Furthermore, Skarbek ignores obvious parallels throughout recent history. As white America became less white in the twentieth century, the need for stronger, more centralized government (as promoted by the increasingly non-white Democratic Party) increased, just like it did with prison gangs. Increasing as well was the corruption and abuse which often accompanies such an increase in political power, just like it did with prison gangs. Skarbek pays some lip service to how these tumultuous changes in prisons came on the heels of the Civil Rights movement. But nowhere does he connect the dots between increased Hispanic immigration and black freedom, on one hand, to the rise of violence and racial tribalism in American prisons on the other. For Skarbek, it was racial diversity, among other things, which caused this, not the faults or defects of specific races.

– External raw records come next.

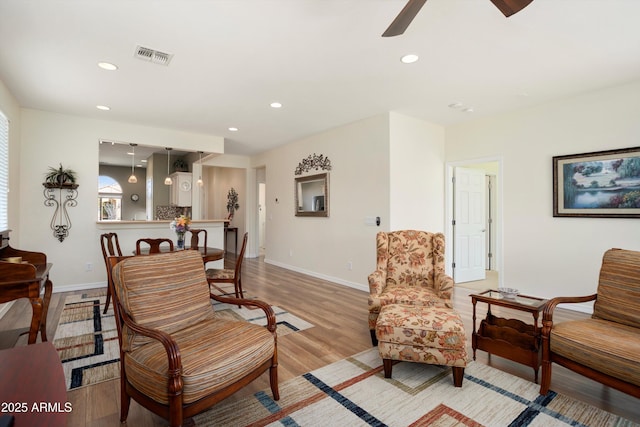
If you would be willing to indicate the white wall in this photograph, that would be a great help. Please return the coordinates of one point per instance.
(543, 255)
(416, 174)
(10, 108)
(358, 188)
(48, 139)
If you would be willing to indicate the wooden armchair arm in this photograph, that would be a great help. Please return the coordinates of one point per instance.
(170, 346)
(547, 314)
(268, 311)
(377, 282)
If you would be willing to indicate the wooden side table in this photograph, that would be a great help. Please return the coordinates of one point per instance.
(33, 387)
(509, 338)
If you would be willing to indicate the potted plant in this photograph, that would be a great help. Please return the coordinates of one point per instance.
(60, 176)
(232, 203)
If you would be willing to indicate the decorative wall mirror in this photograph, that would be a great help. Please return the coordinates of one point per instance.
(312, 195)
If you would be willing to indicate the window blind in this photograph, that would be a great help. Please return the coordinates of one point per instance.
(4, 172)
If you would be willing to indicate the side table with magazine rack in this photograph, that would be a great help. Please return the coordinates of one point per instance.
(512, 339)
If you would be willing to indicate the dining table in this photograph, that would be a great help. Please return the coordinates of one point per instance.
(208, 253)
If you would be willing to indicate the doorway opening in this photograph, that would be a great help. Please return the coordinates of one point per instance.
(463, 248)
(261, 210)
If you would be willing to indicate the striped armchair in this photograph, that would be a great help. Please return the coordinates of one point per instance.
(177, 357)
(605, 347)
(410, 271)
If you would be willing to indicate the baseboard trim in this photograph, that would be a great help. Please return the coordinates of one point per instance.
(317, 275)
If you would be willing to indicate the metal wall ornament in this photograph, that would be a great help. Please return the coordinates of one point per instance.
(317, 162)
(61, 196)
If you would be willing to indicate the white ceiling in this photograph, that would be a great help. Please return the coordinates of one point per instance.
(324, 60)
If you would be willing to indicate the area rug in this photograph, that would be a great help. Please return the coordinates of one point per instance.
(87, 340)
(354, 392)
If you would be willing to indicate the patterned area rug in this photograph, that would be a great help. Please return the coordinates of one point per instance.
(87, 340)
(354, 392)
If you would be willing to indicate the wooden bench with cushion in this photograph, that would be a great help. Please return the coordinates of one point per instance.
(605, 347)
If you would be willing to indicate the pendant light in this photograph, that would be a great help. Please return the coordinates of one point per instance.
(199, 181)
(168, 180)
(132, 178)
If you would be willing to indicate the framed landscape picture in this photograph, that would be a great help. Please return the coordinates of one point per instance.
(599, 184)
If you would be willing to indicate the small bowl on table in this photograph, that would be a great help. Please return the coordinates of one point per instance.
(509, 293)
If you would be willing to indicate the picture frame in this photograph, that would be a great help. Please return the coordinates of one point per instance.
(600, 184)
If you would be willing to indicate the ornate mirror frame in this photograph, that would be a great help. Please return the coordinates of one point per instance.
(312, 195)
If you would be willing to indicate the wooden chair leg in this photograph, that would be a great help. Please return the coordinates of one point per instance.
(458, 375)
(387, 365)
(273, 380)
(545, 379)
(106, 306)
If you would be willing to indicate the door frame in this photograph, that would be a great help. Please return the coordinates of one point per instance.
(449, 212)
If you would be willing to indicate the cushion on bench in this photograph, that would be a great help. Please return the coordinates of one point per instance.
(604, 346)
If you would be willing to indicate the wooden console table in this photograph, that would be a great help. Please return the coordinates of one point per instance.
(509, 338)
(33, 388)
(26, 279)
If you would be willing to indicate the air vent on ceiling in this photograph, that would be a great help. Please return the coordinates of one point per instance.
(152, 55)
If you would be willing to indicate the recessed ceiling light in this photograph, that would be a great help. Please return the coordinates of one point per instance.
(409, 59)
(107, 66)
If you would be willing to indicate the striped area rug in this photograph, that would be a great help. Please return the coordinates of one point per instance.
(354, 392)
(87, 340)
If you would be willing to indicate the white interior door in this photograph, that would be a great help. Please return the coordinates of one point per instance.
(469, 225)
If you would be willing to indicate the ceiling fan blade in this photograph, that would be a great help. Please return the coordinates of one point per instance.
(509, 7)
(404, 18)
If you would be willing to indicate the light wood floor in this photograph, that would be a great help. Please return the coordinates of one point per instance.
(339, 316)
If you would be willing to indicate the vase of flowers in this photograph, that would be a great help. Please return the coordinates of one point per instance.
(180, 225)
(232, 203)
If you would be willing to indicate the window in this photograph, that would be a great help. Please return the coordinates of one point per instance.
(4, 172)
(109, 199)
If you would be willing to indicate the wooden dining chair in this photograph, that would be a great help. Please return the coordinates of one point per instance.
(196, 234)
(110, 247)
(228, 275)
(154, 245)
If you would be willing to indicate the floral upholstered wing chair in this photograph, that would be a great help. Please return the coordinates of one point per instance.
(409, 270)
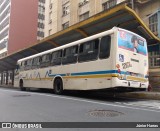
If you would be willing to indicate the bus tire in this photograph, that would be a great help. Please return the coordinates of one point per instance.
(58, 86)
(22, 88)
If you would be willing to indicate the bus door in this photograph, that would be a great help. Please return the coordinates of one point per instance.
(132, 57)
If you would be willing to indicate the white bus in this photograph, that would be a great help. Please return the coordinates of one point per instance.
(116, 58)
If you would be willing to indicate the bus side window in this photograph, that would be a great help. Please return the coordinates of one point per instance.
(56, 58)
(36, 62)
(45, 60)
(88, 51)
(70, 55)
(105, 47)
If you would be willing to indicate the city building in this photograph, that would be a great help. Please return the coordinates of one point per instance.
(18, 25)
(60, 14)
(21, 25)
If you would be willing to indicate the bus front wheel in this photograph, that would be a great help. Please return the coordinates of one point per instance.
(58, 86)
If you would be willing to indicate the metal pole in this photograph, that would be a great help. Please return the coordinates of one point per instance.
(132, 4)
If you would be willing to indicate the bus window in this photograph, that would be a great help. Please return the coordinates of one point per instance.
(56, 58)
(36, 62)
(105, 47)
(45, 60)
(70, 55)
(88, 51)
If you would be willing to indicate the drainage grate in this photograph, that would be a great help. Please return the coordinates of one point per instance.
(21, 95)
(105, 113)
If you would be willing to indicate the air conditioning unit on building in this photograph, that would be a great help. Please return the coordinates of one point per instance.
(80, 4)
(50, 6)
(85, 1)
(50, 21)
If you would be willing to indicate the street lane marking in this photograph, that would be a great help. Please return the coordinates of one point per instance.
(82, 100)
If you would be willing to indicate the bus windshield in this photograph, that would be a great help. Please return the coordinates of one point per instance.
(132, 42)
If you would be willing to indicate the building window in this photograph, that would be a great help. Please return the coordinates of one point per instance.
(84, 16)
(153, 23)
(40, 25)
(50, 32)
(50, 17)
(40, 34)
(41, 16)
(109, 4)
(65, 25)
(65, 9)
(42, 1)
(154, 59)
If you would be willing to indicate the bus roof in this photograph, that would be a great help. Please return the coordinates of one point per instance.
(111, 31)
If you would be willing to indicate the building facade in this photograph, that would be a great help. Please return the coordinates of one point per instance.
(19, 27)
(149, 11)
(60, 14)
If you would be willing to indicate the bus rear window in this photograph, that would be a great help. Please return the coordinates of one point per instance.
(132, 42)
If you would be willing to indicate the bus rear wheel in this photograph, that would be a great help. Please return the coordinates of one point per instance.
(22, 88)
(58, 86)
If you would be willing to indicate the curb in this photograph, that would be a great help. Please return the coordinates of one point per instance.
(141, 95)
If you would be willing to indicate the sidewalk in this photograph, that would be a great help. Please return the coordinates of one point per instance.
(140, 95)
(152, 95)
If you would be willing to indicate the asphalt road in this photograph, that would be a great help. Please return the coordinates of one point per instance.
(43, 106)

Perhaps there is something uniquely genetic about whites that keep them from needing so much governmental control? Perhaps there is something uniquely genetic about non-whites – blacks and Hispanics, especially – that make them more brutish and violent, thereby increasing their need for governmental control? Skarbek’s data seems to point in this direction, but Skarbek himself seems too well-mannered to actually say so. Instead, he would rather unconvincingly propose that the best way for prisons to get a handle on their gang problem would be to create an environment which lessens the need for the governance gangs provide. In particular, Skarbek calls for the release of more prisoners into society, making prisons more “liberal” when it comes to contraband and other inmate restrictions, and, in general, employing more police in crime-ridden areas. Despite presenting some data to support these recommendations, he fails to realize that if you attempt to artificially limit the prison population, then extra police won’t be able to do much good since there will be fewer places they can put the bad guys after they arrest them. Further, with more liberal policies in prison, criminals won’t have a healthy fear of incarceration, and will therefore have fewer inhibitions when deciding whether or not to commit crimes in the first place. And this says nothing of the problems that an increased number of criminally-minded people roaming in freedom can cause.
Skarbek essentially wishes to foist the problem of gangs back onto the general public and call it a solution, which is doing little more than smearing lipstick on a pig. Along with all the accidental research found in an otherwise valuable book, this kind of pig-headed thinking is, sadly, the least accidental thing about it.